Abstract 383: Depletion of Perivascular Macrophages of the Blood-Brain Barrier Reduces Sympathetic Drive in Rats after Myocardial Infarction

Abstract

Pro-inflammatory cytokines induce cyclooxygenase-2 (COX-2) activity and synthesis of prostaglandin E2 (PGE 2 ) in perivascular macrophages of hypothalamic paraventricular nucleus (PVN). Cytokine-induced PGE 2 synthesis in the brain contributes to increased sympathetic nerve activity following myocardial infarction (MI). Perivascular macrophages can be selectively depleted by clodronate liposomes. Depletion of perivascular macrophages of the blood-brain barrier will reduce COX-2 expression and cytokine-induced sympathetic nerve activity in rats after MI. Clodronate liposomes (CLOD), control liposomes (LIPO) or vehicle (VEH, artificial CSF) were injected (1 μl/min over 40 minutes) into lateral ventricle in rats within 24 hours of MI, or normal rats.
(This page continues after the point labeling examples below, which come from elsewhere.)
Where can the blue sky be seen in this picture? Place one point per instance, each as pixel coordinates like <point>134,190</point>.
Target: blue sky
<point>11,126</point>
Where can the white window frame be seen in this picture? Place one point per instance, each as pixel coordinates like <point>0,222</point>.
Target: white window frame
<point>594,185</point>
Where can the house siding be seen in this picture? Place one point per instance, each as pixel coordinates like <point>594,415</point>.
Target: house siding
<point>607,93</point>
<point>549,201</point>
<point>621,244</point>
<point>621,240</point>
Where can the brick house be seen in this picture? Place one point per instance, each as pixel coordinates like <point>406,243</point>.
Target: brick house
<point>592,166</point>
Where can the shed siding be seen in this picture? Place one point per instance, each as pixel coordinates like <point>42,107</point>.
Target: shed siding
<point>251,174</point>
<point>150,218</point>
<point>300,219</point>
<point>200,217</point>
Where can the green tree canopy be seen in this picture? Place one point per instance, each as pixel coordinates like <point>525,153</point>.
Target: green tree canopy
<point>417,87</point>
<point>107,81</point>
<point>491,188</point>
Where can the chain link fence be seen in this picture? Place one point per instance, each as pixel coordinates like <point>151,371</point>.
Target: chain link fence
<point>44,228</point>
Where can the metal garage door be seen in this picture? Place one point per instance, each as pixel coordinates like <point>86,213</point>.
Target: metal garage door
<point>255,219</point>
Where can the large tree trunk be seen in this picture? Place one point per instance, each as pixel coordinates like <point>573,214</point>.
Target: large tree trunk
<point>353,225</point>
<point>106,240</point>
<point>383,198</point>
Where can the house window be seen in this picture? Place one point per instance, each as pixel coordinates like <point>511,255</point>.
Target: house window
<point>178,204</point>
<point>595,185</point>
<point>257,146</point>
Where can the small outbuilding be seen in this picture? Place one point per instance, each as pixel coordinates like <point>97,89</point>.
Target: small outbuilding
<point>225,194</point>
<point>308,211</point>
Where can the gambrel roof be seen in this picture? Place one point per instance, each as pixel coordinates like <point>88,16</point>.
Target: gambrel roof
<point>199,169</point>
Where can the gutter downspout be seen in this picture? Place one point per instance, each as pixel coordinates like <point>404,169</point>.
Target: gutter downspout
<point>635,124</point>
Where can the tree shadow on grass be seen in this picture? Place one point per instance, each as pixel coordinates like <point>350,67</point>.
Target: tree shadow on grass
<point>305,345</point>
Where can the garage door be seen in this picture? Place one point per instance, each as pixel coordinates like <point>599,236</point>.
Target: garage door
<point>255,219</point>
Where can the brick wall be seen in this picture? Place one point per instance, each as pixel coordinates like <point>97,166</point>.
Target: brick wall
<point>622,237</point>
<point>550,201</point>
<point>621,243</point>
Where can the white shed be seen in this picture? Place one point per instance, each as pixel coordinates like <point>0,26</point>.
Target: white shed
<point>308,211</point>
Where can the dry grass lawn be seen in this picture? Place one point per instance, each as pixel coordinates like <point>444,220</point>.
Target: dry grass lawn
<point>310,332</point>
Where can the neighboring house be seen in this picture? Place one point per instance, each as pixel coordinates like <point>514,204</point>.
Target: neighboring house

One week after injection, perivascular macrophages were completely destroyed and COX-2 immunoreactivity was eliminated in PVN of all CLOD-treated rats but not in LIPO or VEH-treated rats. Activated microglia were unaffected by CLOD. Compared with sham-operated rats (n=10), VEH-treated MI rats (n=11) had increased COX-2 (0.09±0.01* vs 0.05±0.01, normalized to GAPDH, *P<0.05), interleukin-1β (IL-1β, 0.48±0.06* vs 0.21±0.03) and tumor necrosis factor - α (TNF-α, 0.50±0.09* vs 0.22±0.08) mRNA in PVN, IL-1β (23±2* vs 15±1, pg/ml), TNF-α (5±1* vs 2±0, pg/ml), norepinephrine (1146±143* vs 450±66, pg/ml) levels in plasma, PGE 2 (1152±109* vs 480±84, pg/ml) in CSF and Fra-like-positive neurons (40±3* vs 21±2) in PVN. CLOD treatment of MI rats (n=11) normalized COX-2 mRNA in PVN and reduced CSF PGE 2 (by 30%#, #P<0.05 vs VEH), plasma norepinephrine (by 34%#) and Fra-like positive PVN neurons (by 29%#), but had no effects on IL-1β and TNF-αin PVN or plasma. In normal rats, CLOD treatment (n=9) reduced (P<0.05, vs VEH) sympatho-excitatory responses (renal sympathetic nerve activity, blood pressure and heart rate) induced by intracarotid artery injection of TNF-α (0.5 μg/kg). No effects were found in LIPO-treated MI or normal rats. Pro-inflammatory cytokines stimulate sympathetic excitation after MI by inducing COX-2 activity and PGE 2 production in perivascular macrophages of the blood-brain barrier.